The front-wheel drive duo were powered by the first transversely mounted engine made by a U.S. automaker. Early models actually used a 1.7-liter engine sourced from Volkswagen, with a 2.2-liter Chrysler engine becoming an option in 1981. The VW 1.7 as replaced by a 64 hp Simca 1.6 in 1983, while the 2.2-liter engine soldiered on. Towards the end of its production, the 2.2-liter engine produced 96 hp, and it became the only engine you could get starting in 1987.

Dodge Omni GLHS

In 1984, Dodge hopped into the hot-hatch game with it's Omni GLH, or "Goes Like Hell." version, which made 110 naturally aspirated horsepower, but featured a revised suspension, different wheels, and such. The GLH didn't get its turbo until the following year, when it was force-fed 7.2 lbs. of boost and made 146 hp and 170 ft/lbs of torque. Omni GLH models also had ground effects, different suspension tuning, unique graphics, and 15" aluminum wheels. The 0-60 times were in the mid-to-upper eight-second range, which was quite respectable for the 1980s.

And if that hatch wasn't hot enough for you, in 1986, Chrysler released the Omni GLHS Shelby, which had 175 hp and 175 ft/lbs. of torque thanks to different manifolds and an intercooler. GLHS models also got tinted windows, BOSCH driving lights, 14:1 rack-and-pinion steering, bigger sway bars, larger brakes, leather-wrapped steering wheel, and more. These things were fast, too. Weighing in at only 2,200 lbs., 0-60 times were in the low six-second range—quick even to today's standards. Black was the only color available and only 500 versions were produced.

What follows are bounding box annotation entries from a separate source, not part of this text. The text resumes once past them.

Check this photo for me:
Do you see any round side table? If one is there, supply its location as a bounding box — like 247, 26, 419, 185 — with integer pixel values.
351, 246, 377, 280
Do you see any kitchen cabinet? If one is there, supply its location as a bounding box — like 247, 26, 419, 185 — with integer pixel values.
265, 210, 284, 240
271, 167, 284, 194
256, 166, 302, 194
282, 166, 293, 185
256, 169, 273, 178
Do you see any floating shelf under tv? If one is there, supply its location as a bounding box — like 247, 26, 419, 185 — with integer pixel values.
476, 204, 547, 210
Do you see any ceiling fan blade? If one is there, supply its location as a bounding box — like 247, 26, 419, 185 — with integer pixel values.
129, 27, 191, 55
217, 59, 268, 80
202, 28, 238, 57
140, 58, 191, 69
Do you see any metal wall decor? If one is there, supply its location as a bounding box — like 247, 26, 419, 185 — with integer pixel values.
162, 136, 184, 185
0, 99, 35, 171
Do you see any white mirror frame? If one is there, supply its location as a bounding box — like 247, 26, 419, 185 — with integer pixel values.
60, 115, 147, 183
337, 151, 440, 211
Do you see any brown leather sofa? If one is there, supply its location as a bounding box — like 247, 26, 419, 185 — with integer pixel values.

These cars sold pretty darn well, with peak sales topping 141,477 units in 1979, although sales dwindled to only 16,733 its last year. Regardless, a 12-year run isn't too bad for a car. I still can't believe you could buy a new Omni all the way up until 1990.  Our family owned what I believe was an '80 or '81 Omni, and I remember it well. It was dark blue with a tan interior, and it was great in the snow

The Horizon/Omni twins were put out to pasture in 1990. They were replaced by the Dodge Shadow/Plymouth Duster coupe/sedan.

1 comment:

nlpnt said...

That's a really early model - only the first couple years had the amber rear signals and option of the Light Package with fender-mounted signals facing the driver*. I can't see that orange color being offered too long into the '80s either.

*I had an '81 Omni Miser as my first car and wonder how the driver could've seen the right-side one (which mine didn't have) from the driver's seat.